Vermeylen studeerde in Brussel, Berlijn en Wenen. Hij promoveerde in 1899 tot speciaal doctor aan de Brusselse universiteit in geschiedenis en letterkunde (op het Nederlandstalig proefschrift Leven en werken van Jonker Jan Van der Noot.) Hij wordt er docent kunstgeschiedenis (in 1901) en vanaf 1902 tot 1923 doceert hij de geschiedenis van de Nederlandse letterkunde. Daarna is hij tot 1930 hoogleraar in de Nederlandse en moderne literatuur in Gent, waar hij de eerste rector is van de vervlaamste universiteit (1930-1932).
Vermeylen was medeoprichter van Van Nu en Straks (1896-1901) en Vlaanderen (1903-1907) (samen met Karel van de Woestijne) en stichter van het links georiënteerde Nieuw Vlaams Tijdschrift.
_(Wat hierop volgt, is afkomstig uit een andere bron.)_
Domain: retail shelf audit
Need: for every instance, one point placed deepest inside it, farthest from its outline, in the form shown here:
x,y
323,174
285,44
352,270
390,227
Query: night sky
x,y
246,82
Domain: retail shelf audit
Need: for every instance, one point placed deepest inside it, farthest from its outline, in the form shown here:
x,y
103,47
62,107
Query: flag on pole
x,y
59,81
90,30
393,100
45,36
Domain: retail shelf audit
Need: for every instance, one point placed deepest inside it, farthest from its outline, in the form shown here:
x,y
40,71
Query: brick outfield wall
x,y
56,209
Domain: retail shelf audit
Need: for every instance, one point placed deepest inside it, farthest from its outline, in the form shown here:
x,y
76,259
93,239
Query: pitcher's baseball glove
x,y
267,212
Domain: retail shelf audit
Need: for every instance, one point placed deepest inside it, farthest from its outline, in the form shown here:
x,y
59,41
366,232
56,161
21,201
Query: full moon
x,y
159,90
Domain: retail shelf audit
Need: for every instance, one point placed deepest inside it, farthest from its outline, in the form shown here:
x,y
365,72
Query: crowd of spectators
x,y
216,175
Sinds 1919 was hij lid van de Koninklijke Vlaamse Academie. Vermeylen had een grote invloed op het culturele leven in Vlaanderen voor de Eerste Wereldoorlog.
Met vooruitziende blik verdedigde hij de visie dat de toekomst van Vlaanderen in Europees verband gezien moet worden en gebouwd moet zijn op culturele en economische krachten. Dit standpunt is kernachtig samengevat in zijn uitspraak: Vlaming zijn om Europeeër te worden.